Pomimo trudnych do funkcjonowania warunków, sektor mleczarski potrafi sobie poradzić, umie się zmobilizować i zamiast rozpaczać podejmuje szybkie i skuteczne działania.
- W pierwszej kolejności przygotowaliśmy schemat działań prewencyjnych związanych z COVID-19, głównie działań profilaktycznych i zaradczych. Konieczna była maksymalnie szybka komunikacja z prezesami lub dyrektorami zakładów, którzy non stop, o różnych porach natychmiast podejmowali działania. Dlatego stworzyłam grupę na jednym z komunikatorów, co znacząco usprawniło nam natychmiastową wymianę informacji oraz reakcji na kryzysy. To był czas maksymalnie wytężonej pracy, ale skuteczny - mówi Agnieszka Maliszewska dyrektor Polskiej Izby Mleka.
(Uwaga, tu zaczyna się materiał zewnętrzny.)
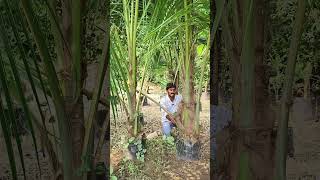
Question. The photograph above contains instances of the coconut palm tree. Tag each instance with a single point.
(60, 79)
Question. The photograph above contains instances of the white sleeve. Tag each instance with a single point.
(162, 103)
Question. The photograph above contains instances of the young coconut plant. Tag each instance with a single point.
(63, 96)
(127, 55)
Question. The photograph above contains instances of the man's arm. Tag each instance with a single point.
(164, 113)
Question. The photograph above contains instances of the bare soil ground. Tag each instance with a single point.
(160, 162)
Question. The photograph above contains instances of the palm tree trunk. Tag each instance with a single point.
(282, 135)
(74, 110)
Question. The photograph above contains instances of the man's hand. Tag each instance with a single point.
(170, 118)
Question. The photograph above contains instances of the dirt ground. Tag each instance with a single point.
(161, 162)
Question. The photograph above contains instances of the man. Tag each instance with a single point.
(170, 102)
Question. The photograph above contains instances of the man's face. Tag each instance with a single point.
(171, 92)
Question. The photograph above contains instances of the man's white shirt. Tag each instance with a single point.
(171, 106)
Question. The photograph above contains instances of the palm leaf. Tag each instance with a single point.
(19, 87)
(7, 138)
(53, 82)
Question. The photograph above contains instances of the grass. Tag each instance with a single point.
(159, 153)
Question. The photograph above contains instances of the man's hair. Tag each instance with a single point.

Jak informuje Agnieszka Maliszewska, w 2020 r. sytuacja finansowa sektora mleczarskiego poprawiła się w stosunku do 2019. Przychody z całokształtu działalności operacyjnej zwiększyły się o 1,8 proc. do 35,5 mld zł, w tym przychody ze sprzedaży produktów o 1,9 proc. do 31,2 mld zł. Wartość eksportu bezpośredniego z przedsiębiorstw mleczarskich zwiększyła się o 7,2 proc. do 6,0 mld zł. Większa dynamika przychodów niż kosztów operacyjnych skutkowała dużym wzrostem zysków, które w ujęciu brutto wzrosły o 54 proc. do 956,7 mln zł, a w ujęciu netto o 63 proc. do 776,0 mln zł. Większa dynamika zysku niż przychodów spowodowała, że poprawiły się wskaźniki rentowności brutto do 2,68 proc., wobec 1,77 proc. przed rokiem, a rentowności netto z 1,36 do 2,18 proc. Jednak przemysłu mleczarskiego pozostaje nadal niższa niż średnio w przemyśle spożywczym (4-5 proc.).
Coraz mniej mleczarni
Po raz kolejny widzimy tendencję topniejącej ilości zakładów i spółdzielni mleczarskich. Liczba przedsiębiorstw, zmniejszyła się ze 163 do 148. Oczywiście jest tu widoczny proces konsolidacji, ale też i dość spektakularnych upadłości. Najtrudniejsza w ostatnim czasie dotyczy bielskiego Bielmleku, którego upadłość odczują niestety najbardziej rolnicy, którzy zgodnie z prawem spółdzielczym, będą musieli pokryć straty do wysokości udziałów.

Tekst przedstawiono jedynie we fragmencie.